Nous traversons plusieurs fois le même éboulis et débouchons sur un replat couvert d'oeillets hauts sur tige. Plus haut, une bifurcation permet de rejoindre le refuge des Souffles. Nous continuons à droite vers le col des Colombes. La forêt a disparu au profit de la pelouse d'altitude, elle aussi très fleurie. Des nuages décorent le ciel et le Pic Turbat qui nous domine est encore recouvert de neige. Nous rejoignons la variante du GR 54 qui vient du pas de L'Olan par le col des Colombes. Le col des Clochettes se profile à gauche. Il est vite atteint et l'on devine le refuge des Souffles.
Nous décidons d'aller manger un peu plus haut, au pic coté 2221. Il y a une vue panoramique vers les cols des Colombes, à l'Est, le col de la Vaurze à l'ouest, la vallée du Valgo, le vieux Chaillol... Après le repas, nous identifions quelques sommets.
Nous redescendons au col, puis au refuge des souffles. Il y a du monde sur cet itinéraire. Une pause au refuge pour déguster une boisson. Josette papotte avec le gardien du refuge et une jeune femme de sa connaissance... Le gardien nous offre des sucres au génépi. Nous apprenons que des cloisons en plexi séparent les couchages, qu'il faut avoir son matelas et son duvet, du gel hydro alcoolique, un masque... dur dur de faire de l'itinérant dans ces conditions!
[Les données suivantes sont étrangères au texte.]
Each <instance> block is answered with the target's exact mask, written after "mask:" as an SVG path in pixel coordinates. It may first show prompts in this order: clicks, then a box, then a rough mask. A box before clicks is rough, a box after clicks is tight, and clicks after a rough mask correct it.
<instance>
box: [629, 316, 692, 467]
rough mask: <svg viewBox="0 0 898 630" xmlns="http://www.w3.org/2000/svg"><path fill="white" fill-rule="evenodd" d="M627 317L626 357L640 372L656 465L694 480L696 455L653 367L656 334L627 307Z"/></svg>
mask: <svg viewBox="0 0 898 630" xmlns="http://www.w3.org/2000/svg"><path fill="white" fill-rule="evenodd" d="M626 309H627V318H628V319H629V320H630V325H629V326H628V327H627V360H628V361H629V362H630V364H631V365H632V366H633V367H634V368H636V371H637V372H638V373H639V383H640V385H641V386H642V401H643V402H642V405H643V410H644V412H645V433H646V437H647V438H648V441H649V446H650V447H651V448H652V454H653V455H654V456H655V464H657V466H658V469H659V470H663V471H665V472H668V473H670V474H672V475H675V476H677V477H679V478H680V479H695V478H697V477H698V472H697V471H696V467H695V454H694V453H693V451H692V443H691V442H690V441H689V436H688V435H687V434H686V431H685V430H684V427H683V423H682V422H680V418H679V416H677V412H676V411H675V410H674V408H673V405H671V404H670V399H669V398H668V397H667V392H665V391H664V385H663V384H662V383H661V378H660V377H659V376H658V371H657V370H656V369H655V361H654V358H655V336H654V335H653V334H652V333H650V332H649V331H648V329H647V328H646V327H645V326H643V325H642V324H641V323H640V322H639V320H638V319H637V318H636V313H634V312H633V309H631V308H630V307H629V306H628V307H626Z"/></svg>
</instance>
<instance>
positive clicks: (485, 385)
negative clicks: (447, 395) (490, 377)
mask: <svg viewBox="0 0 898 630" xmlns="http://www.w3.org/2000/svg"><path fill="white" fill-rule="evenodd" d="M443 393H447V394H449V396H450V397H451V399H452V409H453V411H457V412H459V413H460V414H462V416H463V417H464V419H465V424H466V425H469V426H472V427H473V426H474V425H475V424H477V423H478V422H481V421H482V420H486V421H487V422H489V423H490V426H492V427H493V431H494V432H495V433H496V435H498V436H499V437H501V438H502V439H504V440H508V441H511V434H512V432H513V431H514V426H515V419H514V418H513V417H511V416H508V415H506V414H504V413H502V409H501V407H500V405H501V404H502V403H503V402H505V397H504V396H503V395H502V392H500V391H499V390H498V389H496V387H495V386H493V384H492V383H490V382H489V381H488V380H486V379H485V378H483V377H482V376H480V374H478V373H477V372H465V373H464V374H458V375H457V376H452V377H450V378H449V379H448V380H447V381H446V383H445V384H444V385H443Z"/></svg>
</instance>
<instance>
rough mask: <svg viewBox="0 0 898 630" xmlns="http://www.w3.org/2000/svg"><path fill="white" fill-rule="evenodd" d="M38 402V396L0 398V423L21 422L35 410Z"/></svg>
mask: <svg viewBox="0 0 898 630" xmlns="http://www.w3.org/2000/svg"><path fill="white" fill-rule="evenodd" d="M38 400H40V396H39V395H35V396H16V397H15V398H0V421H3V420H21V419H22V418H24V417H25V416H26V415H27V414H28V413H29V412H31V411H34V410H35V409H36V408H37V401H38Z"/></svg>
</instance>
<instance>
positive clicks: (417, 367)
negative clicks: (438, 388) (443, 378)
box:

Nous repartons par le GR 54 que nous allons suivre jusqu'en bas. Les épingles se succèdent et nous croisons pleins de jeunes qui, de part leurs lourds sacs, doivent faire le Grand Tour des Ecrins et montent au Souffles. Il fait chaud et le soleil tape dur. Heureusement qu'il y a un peu de vent.
Nous retrouvons la bifurcation de ce matin, puis l'itinéraire de montée, avec la déviation qui évite la partie éboulée il y a 3 ou 4 ans. Elle franchit le torrent par une belle passerelle.
Encore des groupes de jeunes qui montent!
Enfin le village est en vue et après quelques lacets le goudron est retrouvé. Une fontaine bienvenue permet de se rafraîchir. Presque 1200 m de dénivelée ont été effectué.
Nous nous quittons aux voitures en se donnant un probable rendez vous mardi pour le col des Terres Blanches.